Member of the Provincial Assembly of the Punjab
- In office 2002 – 31 May 2018
- Constituency: Reserved seat for women

Personal details
- Born: 15 September 1948 (age 77) Lahore
- Party: Pakistan Muslim League (N)

= Naseem Lodhi =

Pakistani politician

Naseem Lodhi (born 15 September 1948) is a Pakistani politician who was a Member of the Provincial Assembly of the Punjab, from 2002 to May 2018.

==Early life and education==
She was born on 15 September 1948 in Lahore.
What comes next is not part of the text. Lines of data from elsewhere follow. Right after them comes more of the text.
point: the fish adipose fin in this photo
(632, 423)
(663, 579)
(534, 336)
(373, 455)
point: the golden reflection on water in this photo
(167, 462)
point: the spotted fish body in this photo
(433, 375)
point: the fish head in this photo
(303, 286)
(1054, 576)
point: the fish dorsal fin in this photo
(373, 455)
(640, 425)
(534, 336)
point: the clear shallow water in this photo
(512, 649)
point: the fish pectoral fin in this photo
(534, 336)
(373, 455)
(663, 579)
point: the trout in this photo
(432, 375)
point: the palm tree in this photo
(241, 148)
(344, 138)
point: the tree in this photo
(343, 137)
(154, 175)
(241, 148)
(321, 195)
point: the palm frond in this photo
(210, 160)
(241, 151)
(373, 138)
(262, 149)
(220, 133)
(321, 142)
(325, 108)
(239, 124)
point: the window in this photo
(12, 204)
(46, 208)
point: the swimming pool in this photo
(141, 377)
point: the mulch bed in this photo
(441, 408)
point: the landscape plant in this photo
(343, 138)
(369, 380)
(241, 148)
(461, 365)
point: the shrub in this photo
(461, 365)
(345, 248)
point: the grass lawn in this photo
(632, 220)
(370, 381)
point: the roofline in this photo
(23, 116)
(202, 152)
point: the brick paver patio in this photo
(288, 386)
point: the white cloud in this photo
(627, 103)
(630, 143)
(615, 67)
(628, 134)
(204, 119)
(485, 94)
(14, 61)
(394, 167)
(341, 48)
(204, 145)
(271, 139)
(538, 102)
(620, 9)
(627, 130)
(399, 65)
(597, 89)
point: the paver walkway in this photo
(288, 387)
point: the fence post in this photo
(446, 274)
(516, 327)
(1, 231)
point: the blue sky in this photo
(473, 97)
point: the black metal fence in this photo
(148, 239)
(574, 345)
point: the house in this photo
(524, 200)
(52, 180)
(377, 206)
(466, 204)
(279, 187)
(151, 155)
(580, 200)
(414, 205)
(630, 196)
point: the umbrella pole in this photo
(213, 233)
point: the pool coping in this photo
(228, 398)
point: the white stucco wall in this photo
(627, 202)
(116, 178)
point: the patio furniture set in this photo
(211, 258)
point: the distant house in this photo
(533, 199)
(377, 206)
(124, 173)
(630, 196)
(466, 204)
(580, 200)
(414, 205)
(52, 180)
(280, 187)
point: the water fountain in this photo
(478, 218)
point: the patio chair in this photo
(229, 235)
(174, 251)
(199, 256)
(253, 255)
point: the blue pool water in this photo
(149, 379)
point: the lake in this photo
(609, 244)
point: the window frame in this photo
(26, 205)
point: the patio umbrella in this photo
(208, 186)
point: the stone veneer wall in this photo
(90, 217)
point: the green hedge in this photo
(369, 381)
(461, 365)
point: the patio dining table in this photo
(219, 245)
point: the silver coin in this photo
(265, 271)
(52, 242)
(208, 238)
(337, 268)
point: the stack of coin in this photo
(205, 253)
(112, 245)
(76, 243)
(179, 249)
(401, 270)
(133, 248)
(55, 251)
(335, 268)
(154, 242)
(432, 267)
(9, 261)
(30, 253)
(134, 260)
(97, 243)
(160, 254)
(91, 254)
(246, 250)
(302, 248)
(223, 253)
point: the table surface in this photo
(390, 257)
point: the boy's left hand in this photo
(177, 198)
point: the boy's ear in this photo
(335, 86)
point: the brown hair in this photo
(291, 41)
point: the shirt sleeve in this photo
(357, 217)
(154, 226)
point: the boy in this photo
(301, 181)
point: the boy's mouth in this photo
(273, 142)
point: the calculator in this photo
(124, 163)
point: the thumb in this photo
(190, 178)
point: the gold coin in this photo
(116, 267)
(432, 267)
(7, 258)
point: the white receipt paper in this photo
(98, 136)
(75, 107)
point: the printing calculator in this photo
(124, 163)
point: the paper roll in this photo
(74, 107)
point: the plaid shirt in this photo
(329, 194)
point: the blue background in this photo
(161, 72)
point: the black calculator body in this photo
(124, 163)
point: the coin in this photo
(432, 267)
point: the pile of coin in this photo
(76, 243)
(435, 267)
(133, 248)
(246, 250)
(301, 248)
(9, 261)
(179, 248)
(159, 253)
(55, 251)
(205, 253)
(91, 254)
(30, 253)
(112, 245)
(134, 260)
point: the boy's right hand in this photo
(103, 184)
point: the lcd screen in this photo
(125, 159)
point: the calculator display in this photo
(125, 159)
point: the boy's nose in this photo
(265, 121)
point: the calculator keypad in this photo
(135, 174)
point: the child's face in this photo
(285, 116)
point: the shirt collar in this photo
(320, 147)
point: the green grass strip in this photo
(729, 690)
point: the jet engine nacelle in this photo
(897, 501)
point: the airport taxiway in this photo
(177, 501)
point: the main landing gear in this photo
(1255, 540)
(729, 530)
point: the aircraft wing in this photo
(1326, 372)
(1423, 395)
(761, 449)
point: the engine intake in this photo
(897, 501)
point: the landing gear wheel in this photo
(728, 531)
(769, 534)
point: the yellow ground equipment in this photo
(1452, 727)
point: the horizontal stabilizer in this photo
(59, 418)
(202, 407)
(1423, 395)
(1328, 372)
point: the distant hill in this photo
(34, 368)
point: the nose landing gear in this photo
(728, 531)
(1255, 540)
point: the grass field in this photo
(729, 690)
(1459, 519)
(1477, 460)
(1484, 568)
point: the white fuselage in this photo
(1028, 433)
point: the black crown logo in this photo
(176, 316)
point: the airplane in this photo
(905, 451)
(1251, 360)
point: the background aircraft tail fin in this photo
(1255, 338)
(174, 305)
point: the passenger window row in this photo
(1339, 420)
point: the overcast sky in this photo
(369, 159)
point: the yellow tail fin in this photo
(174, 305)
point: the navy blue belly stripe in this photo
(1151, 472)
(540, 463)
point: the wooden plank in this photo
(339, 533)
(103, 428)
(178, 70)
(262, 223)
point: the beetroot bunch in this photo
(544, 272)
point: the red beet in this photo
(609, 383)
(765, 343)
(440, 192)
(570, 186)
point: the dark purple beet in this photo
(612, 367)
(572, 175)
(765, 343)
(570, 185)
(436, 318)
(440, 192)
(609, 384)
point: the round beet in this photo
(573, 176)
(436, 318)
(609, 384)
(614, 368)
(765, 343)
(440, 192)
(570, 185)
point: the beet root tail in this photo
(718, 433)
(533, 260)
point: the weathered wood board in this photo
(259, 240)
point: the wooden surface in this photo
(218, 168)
She earned the degree of the Bachelor of Business Administration in 2002.

==Political career==

She was elected to the Provincial Assembly of the Punjab as a candidate for Pakistan Muslim League (Q) (PML-Q) on a reserved seat for women in the 2002 Pakistani general election and remained Provincial Minister of Punjab for Population Welfare from November 2003 to 2007.

She was re-elected to the Provincial Assembly of the Punjab as a candidate for PML-Q on a reserved seat for women in the 2008 Pakistani general election.

She was re-elected to the Provincial Assembly of the Punjab as a candidate for Pakistan Muslim League (N) on a reserved seat for women in the 2013 Pakistani general election.